Poorer super outcomes
The issue for Industry Super – an industry body who says its objective is "maximising the retirement savings" of the approximately five million industry super members it represents – is that employers may end up putting employees who don't make their own choice into potentially sub-standard default funds.
Under a 'quality filter' administered by the Fair Work Commission, only the best performing funds are meant to become default super funds for employers – and bank funds aren't necessarily the best performers.
As it stands, about 70% of Australian employees end up in their employer's default fund.
Longstanding cross-selling concerns
A number of government inquiries have pointed out the dangers of allowing banks to cross-sell banking and super products, including a 2012 Productivity Commission review which found that "there is no requirement for inducements to be overtly offered for conflict of interest concerns to emerge".

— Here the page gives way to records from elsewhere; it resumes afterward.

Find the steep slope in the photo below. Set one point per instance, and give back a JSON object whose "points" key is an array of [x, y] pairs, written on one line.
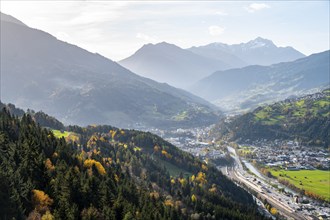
{"points": [[305, 119], [40, 72], [248, 87], [168, 63], [255, 52], [108, 173]]}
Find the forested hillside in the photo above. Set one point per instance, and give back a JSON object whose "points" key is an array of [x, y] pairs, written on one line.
{"points": [[108, 173], [306, 119]]}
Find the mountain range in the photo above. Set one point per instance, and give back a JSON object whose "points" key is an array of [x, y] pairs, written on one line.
{"points": [[241, 89], [169, 63], [179, 67], [305, 119], [39, 71], [259, 51]]}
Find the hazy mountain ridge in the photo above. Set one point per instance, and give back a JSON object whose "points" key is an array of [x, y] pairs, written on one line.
{"points": [[305, 119], [40, 72], [241, 89], [259, 51], [169, 63]]}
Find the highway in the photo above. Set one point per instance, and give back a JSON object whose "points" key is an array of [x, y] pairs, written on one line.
{"points": [[284, 205]]}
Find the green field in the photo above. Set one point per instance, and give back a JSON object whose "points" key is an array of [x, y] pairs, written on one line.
{"points": [[316, 181]]}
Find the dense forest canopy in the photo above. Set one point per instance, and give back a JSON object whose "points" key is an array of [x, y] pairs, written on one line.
{"points": [[108, 173]]}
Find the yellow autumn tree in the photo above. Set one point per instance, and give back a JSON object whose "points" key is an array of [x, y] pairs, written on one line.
{"points": [[90, 162], [201, 177], [49, 165], [273, 211], [40, 200], [47, 216], [193, 198]]}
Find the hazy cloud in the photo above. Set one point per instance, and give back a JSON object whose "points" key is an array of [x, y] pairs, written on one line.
{"points": [[256, 7], [146, 37], [216, 30], [221, 13]]}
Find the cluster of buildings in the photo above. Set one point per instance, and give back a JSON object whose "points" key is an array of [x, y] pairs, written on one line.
{"points": [[292, 156]]}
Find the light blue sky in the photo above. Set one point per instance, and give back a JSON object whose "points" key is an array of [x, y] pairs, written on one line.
{"points": [[117, 29]]}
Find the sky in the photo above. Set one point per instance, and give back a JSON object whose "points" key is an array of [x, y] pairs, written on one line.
{"points": [[116, 29]]}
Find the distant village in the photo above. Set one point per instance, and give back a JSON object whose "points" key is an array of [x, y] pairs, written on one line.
{"points": [[291, 156], [287, 154]]}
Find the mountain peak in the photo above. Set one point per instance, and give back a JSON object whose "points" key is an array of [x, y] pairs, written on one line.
{"points": [[260, 42], [8, 18]]}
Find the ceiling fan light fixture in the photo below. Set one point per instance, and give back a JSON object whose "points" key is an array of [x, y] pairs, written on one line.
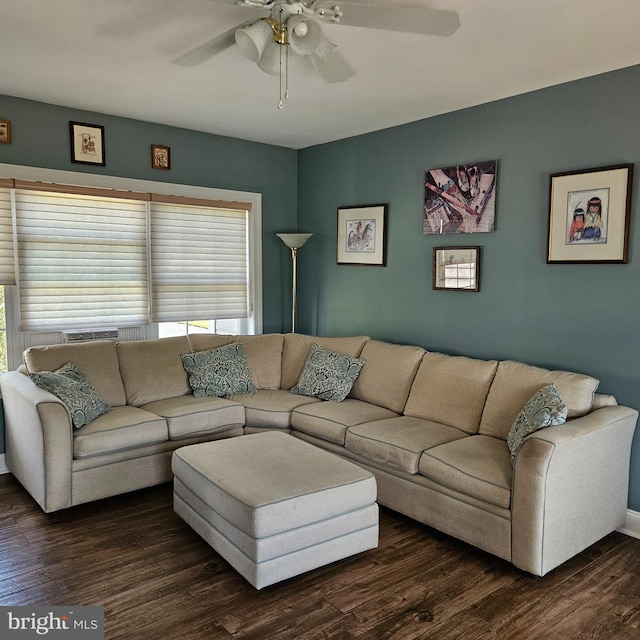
{"points": [[253, 40], [305, 35], [270, 60]]}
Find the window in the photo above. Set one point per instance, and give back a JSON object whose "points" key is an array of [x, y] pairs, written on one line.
{"points": [[229, 326], [96, 251], [3, 335], [199, 259]]}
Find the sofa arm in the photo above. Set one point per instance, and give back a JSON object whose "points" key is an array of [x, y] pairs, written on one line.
{"points": [[570, 487], [39, 441]]}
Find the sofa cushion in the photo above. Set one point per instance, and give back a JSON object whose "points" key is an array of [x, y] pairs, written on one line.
{"points": [[189, 416], [67, 383], [451, 390], [97, 360], [387, 376], [296, 349], [263, 352], [218, 372], [544, 409], [270, 408], [477, 466], [327, 374], [330, 420], [152, 369], [120, 429], [398, 442], [515, 383]]}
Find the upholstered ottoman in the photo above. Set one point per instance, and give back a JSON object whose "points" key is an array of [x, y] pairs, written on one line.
{"points": [[274, 506]]}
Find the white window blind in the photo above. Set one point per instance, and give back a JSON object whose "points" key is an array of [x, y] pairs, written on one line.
{"points": [[199, 259], [82, 259], [7, 269]]}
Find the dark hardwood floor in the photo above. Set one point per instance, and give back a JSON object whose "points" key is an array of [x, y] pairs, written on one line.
{"points": [[157, 579]]}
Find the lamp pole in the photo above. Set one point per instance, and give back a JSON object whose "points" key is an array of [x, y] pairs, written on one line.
{"points": [[294, 241]]}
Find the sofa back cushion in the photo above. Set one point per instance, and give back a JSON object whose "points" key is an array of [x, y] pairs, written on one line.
{"points": [[516, 382], [263, 352], [98, 361], [451, 390], [296, 349], [152, 369], [387, 374]]}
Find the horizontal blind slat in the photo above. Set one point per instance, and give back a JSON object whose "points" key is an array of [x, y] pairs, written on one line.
{"points": [[82, 259]]}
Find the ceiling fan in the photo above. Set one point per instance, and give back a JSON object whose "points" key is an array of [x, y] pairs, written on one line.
{"points": [[296, 25]]}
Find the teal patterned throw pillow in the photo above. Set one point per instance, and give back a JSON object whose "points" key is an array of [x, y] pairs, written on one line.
{"points": [[81, 398], [218, 372], [544, 409], [328, 374]]}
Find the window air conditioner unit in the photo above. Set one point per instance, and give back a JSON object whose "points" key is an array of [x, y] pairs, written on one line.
{"points": [[89, 334]]}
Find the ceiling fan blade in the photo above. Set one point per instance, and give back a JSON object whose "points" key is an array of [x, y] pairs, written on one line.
{"points": [[437, 22], [210, 48], [330, 63]]}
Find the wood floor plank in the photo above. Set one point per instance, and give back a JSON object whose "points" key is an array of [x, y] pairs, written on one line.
{"points": [[156, 578]]}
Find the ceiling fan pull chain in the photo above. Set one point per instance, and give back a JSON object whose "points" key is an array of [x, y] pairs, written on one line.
{"points": [[286, 76], [281, 103]]}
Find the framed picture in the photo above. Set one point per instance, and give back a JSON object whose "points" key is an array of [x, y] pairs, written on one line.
{"points": [[589, 215], [456, 268], [362, 234], [5, 131], [87, 143], [160, 157], [460, 199]]}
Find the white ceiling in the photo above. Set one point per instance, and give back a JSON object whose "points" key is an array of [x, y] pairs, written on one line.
{"points": [[114, 57]]}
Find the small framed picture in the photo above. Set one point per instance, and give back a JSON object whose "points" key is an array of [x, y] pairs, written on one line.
{"points": [[362, 232], [5, 131], [87, 143], [456, 268], [160, 157], [589, 215]]}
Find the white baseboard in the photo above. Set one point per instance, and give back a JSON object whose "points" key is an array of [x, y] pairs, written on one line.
{"points": [[632, 526]]}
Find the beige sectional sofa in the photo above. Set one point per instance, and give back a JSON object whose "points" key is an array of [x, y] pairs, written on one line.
{"points": [[431, 427]]}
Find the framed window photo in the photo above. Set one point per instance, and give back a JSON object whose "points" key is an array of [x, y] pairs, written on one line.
{"points": [[589, 215], [5, 131], [87, 143], [160, 157], [456, 268], [362, 232]]}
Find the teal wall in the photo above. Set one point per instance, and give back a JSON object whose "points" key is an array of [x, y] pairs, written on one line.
{"points": [[40, 138], [578, 317]]}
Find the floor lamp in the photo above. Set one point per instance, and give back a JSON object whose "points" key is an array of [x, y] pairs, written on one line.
{"points": [[294, 241]]}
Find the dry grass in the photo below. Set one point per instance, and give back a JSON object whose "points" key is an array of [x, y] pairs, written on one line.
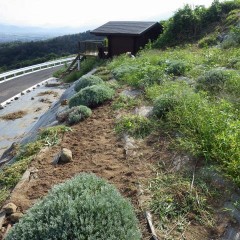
{"points": [[55, 94], [13, 115]]}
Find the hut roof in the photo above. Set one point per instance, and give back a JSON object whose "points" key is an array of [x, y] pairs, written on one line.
{"points": [[133, 28]]}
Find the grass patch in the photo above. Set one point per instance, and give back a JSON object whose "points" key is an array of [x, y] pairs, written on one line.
{"points": [[134, 125], [86, 66], [85, 207], [177, 200], [92, 96], [13, 115], [10, 174], [49, 92], [125, 102], [87, 81]]}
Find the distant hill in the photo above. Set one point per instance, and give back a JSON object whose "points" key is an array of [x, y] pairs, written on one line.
{"points": [[11, 33], [15, 55]]}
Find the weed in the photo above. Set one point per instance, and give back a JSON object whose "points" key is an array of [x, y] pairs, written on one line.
{"points": [[14, 115], [213, 80], [87, 65], [134, 125], [85, 207], [78, 113], [125, 102], [87, 81], [92, 96], [177, 201]]}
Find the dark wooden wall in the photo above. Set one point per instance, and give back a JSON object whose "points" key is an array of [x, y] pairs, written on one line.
{"points": [[121, 44]]}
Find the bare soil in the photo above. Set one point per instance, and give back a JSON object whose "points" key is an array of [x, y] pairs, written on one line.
{"points": [[97, 149], [13, 115]]}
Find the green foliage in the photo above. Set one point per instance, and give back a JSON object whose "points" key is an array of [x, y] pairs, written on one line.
{"points": [[86, 81], [208, 41], [176, 202], [17, 54], [213, 80], [189, 24], [103, 73], [78, 113], [125, 102], [176, 67], [86, 66], [85, 207], [210, 130], [163, 104], [233, 39], [92, 96], [52, 135], [134, 125]]}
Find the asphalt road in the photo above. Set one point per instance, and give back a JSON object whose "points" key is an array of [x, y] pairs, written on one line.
{"points": [[12, 87]]}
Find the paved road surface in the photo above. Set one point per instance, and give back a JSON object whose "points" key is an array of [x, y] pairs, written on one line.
{"points": [[12, 87]]}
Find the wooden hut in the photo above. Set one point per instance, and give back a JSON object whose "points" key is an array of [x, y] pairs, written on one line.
{"points": [[127, 36]]}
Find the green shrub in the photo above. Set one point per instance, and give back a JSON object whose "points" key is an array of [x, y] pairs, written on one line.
{"points": [[164, 104], [234, 63], [134, 125], [78, 113], [176, 67], [85, 207], [92, 96], [174, 199], [86, 66], [213, 80], [87, 81], [210, 40]]}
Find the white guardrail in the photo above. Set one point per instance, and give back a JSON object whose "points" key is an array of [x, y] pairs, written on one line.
{"points": [[34, 68]]}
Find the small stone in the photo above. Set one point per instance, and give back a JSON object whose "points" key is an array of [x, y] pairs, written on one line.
{"points": [[64, 102], [10, 208], [66, 156], [15, 217]]}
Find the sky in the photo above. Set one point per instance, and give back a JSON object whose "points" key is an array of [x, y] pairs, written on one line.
{"points": [[87, 14]]}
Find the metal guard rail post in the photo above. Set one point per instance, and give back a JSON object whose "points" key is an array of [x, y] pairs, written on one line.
{"points": [[37, 67]]}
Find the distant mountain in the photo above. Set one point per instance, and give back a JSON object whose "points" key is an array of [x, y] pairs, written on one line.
{"points": [[17, 54], [10, 33], [4, 28]]}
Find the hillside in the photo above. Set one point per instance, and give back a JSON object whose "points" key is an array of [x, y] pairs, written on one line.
{"points": [[162, 127], [17, 54]]}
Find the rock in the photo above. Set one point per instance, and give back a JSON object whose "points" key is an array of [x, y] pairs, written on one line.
{"points": [[66, 156], [64, 102], [2, 218], [144, 111], [131, 93], [10, 208], [15, 217], [130, 146]]}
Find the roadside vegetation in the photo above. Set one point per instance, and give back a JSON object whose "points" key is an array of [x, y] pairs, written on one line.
{"points": [[11, 173], [191, 78]]}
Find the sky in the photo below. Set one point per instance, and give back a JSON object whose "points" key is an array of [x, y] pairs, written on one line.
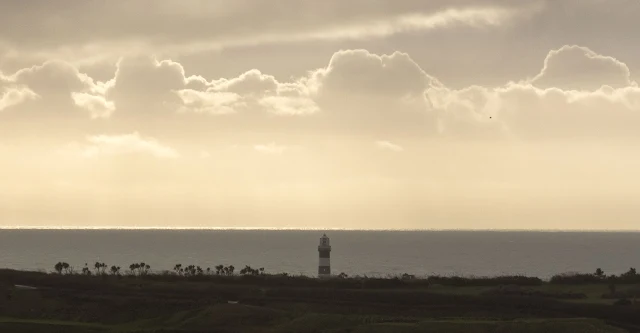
{"points": [[359, 114]]}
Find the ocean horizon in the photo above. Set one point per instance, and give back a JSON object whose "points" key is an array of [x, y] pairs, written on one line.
{"points": [[541, 253]]}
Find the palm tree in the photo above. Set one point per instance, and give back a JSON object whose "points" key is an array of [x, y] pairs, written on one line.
{"points": [[58, 267], [115, 270], [68, 269]]}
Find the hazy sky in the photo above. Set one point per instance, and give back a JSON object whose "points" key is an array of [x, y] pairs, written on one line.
{"points": [[389, 114]]}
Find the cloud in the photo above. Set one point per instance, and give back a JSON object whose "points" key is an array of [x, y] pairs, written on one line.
{"points": [[574, 67], [125, 144], [194, 24], [386, 145], [292, 106], [357, 94], [210, 102], [11, 96], [97, 105], [63, 93], [364, 91]]}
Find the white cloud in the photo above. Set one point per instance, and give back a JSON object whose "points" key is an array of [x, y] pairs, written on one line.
{"points": [[211, 102], [97, 105], [126, 144], [292, 106], [14, 96], [574, 67], [192, 24], [357, 93], [386, 145]]}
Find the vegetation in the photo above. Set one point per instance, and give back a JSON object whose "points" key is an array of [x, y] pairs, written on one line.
{"points": [[191, 298]]}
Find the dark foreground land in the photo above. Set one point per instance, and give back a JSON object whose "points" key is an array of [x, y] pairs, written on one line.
{"points": [[164, 303]]}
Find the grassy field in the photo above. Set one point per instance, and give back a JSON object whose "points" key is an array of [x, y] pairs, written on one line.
{"points": [[261, 305]]}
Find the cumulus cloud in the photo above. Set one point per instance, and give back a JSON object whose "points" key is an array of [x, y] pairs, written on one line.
{"points": [[10, 96], [356, 93], [194, 24], [361, 90], [96, 104], [125, 144], [575, 67], [210, 102]]}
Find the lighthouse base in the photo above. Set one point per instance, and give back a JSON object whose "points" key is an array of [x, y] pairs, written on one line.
{"points": [[324, 271]]}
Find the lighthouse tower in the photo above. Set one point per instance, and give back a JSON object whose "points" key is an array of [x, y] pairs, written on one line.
{"points": [[324, 250]]}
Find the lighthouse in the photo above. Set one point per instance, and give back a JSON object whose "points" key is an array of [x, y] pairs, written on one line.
{"points": [[324, 252]]}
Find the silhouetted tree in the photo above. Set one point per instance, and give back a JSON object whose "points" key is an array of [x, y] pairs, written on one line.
{"points": [[178, 269], [59, 267], [100, 268], [115, 270], [85, 270]]}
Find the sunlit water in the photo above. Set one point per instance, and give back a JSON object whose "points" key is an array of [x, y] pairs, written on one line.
{"points": [[379, 253]]}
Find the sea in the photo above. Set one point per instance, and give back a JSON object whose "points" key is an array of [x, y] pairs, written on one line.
{"points": [[370, 253]]}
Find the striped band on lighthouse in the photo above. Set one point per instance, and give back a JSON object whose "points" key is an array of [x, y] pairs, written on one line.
{"points": [[324, 253]]}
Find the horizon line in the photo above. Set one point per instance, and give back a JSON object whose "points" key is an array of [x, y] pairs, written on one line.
{"points": [[160, 228]]}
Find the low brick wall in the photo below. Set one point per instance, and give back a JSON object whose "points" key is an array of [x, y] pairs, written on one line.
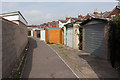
{"points": [[14, 40]]}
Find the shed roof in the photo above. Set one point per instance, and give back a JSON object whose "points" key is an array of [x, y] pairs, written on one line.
{"points": [[90, 19], [13, 13]]}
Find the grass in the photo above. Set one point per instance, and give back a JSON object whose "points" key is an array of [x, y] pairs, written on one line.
{"points": [[76, 66], [62, 48], [66, 55]]}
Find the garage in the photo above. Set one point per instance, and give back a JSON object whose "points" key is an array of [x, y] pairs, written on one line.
{"points": [[95, 37], [69, 36], [42, 35]]}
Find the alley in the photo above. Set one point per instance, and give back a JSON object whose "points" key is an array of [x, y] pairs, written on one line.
{"points": [[42, 62]]}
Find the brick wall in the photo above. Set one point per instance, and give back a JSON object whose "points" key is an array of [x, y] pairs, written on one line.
{"points": [[14, 40]]}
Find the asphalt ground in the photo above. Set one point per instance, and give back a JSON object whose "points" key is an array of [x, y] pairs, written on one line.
{"points": [[43, 62]]}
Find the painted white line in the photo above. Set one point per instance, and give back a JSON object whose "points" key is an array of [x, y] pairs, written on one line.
{"points": [[64, 62]]}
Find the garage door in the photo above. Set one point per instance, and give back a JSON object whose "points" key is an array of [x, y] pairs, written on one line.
{"points": [[43, 35], [94, 39], [70, 37]]}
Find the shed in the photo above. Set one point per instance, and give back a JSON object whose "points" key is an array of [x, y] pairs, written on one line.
{"points": [[53, 35], [42, 37], [95, 37], [71, 38]]}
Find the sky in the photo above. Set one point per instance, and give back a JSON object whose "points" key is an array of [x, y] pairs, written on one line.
{"points": [[41, 12]]}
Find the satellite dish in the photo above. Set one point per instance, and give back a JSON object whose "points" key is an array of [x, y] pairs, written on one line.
{"points": [[118, 2]]}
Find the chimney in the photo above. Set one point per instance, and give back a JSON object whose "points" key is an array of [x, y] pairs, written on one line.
{"points": [[95, 12], [53, 21], [67, 18], [80, 16], [119, 3]]}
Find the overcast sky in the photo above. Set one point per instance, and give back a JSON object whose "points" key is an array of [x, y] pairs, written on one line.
{"points": [[40, 12]]}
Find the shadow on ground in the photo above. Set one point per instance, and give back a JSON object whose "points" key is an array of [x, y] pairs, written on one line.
{"points": [[101, 67], [28, 65]]}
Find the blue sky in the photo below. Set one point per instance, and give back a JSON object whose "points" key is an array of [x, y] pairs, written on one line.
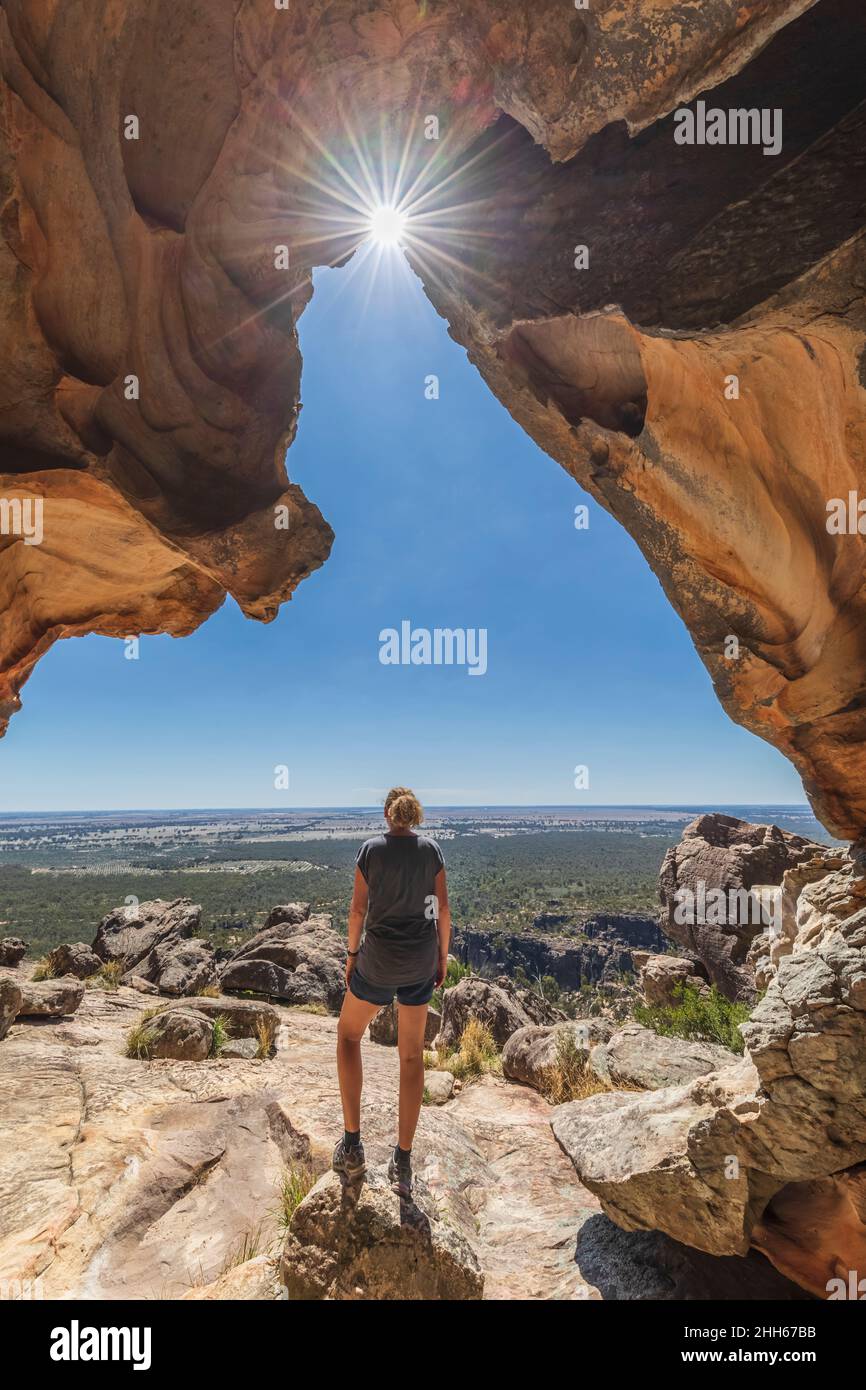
{"points": [[446, 514]]}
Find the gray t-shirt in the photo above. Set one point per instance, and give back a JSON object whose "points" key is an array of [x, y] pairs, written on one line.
{"points": [[401, 941]]}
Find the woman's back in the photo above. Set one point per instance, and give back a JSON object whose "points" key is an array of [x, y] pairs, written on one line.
{"points": [[401, 929]]}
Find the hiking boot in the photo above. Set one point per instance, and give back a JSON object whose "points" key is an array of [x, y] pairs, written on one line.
{"points": [[399, 1172], [349, 1161]]}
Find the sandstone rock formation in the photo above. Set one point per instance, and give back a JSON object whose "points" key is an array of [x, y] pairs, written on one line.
{"points": [[152, 375], [11, 951], [660, 976], [499, 1005], [366, 1243], [533, 1050], [815, 1232], [704, 887], [131, 933], [10, 1004], [597, 951], [184, 1034], [77, 959], [637, 1057], [50, 998], [438, 1087], [243, 1018], [131, 1180], [182, 966], [296, 961], [738, 1155]]}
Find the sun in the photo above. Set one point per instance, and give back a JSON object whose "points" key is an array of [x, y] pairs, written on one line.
{"points": [[387, 225]]}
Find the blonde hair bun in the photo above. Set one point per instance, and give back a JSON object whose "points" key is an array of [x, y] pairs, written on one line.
{"points": [[403, 808]]}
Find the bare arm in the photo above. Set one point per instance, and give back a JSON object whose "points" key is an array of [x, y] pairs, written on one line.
{"points": [[357, 911], [442, 923]]}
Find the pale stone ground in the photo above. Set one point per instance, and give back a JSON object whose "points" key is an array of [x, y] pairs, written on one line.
{"points": [[123, 1179]]}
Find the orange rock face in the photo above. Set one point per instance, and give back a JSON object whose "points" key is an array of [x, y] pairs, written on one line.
{"points": [[171, 173]]}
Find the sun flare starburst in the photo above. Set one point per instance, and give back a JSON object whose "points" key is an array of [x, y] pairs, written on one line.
{"points": [[388, 225]]}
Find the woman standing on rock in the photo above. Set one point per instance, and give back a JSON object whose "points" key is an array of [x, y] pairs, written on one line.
{"points": [[401, 897]]}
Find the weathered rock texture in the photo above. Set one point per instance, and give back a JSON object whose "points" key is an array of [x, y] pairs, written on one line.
{"points": [[74, 958], [149, 341], [50, 998], [597, 951], [366, 1243], [637, 1057], [704, 887], [11, 951], [10, 1004], [768, 1150], [499, 1005], [533, 1050], [131, 933], [300, 961]]}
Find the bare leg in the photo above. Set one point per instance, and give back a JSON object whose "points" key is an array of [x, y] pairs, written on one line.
{"points": [[412, 1022], [353, 1019]]}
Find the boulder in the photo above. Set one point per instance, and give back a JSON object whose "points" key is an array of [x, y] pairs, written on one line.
{"points": [[287, 913], [10, 1004], [438, 1086], [662, 975], [704, 887], [635, 1055], [816, 895], [77, 959], [11, 951], [242, 1016], [135, 982], [180, 1033], [363, 1241], [178, 966], [384, 1027], [645, 1265], [531, 1051], [129, 933], [50, 998], [499, 1005], [702, 1161], [299, 962]]}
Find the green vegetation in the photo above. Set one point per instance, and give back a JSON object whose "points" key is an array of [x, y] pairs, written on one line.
{"points": [[141, 1039], [708, 1018], [295, 1183], [266, 1034], [221, 1034], [494, 883], [570, 1077], [476, 1055], [107, 977], [453, 975]]}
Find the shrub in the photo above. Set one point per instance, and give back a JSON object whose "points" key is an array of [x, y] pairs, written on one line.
{"points": [[221, 1034], [107, 977], [141, 1039], [706, 1018], [295, 1183], [570, 1077], [266, 1033], [455, 972], [476, 1055]]}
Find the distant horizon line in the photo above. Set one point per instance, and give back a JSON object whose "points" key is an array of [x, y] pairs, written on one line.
{"points": [[444, 806]]}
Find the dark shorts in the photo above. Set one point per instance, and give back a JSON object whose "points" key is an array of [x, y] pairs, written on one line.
{"points": [[384, 993]]}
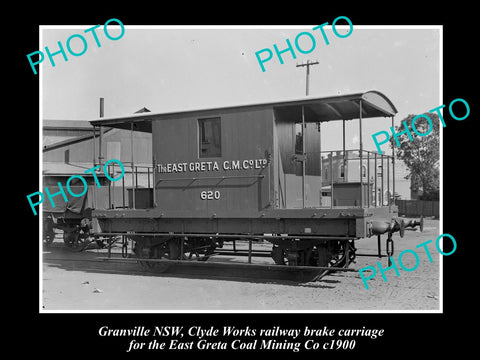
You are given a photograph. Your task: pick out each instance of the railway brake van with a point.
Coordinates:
(258, 173)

"For example, even without prompting from financial institutions, employers might wish to consolidate all their business (including employee superannuation) with one particular institution. This might be administratively simpler for employers, but not necessarily be in the best interests of employees."
The most recent review into the matter, the Financial System Inquiry, also rejected the idea of banks being able to cross-sell and reported receiving a number of submissions that raised concerns about "superannuation funds offering employers inducements to choose the fund".
According to Industry Super, the lobbying campaign "follows the banks' campaign in 2014 to remove consumer protections for people needing financial advice."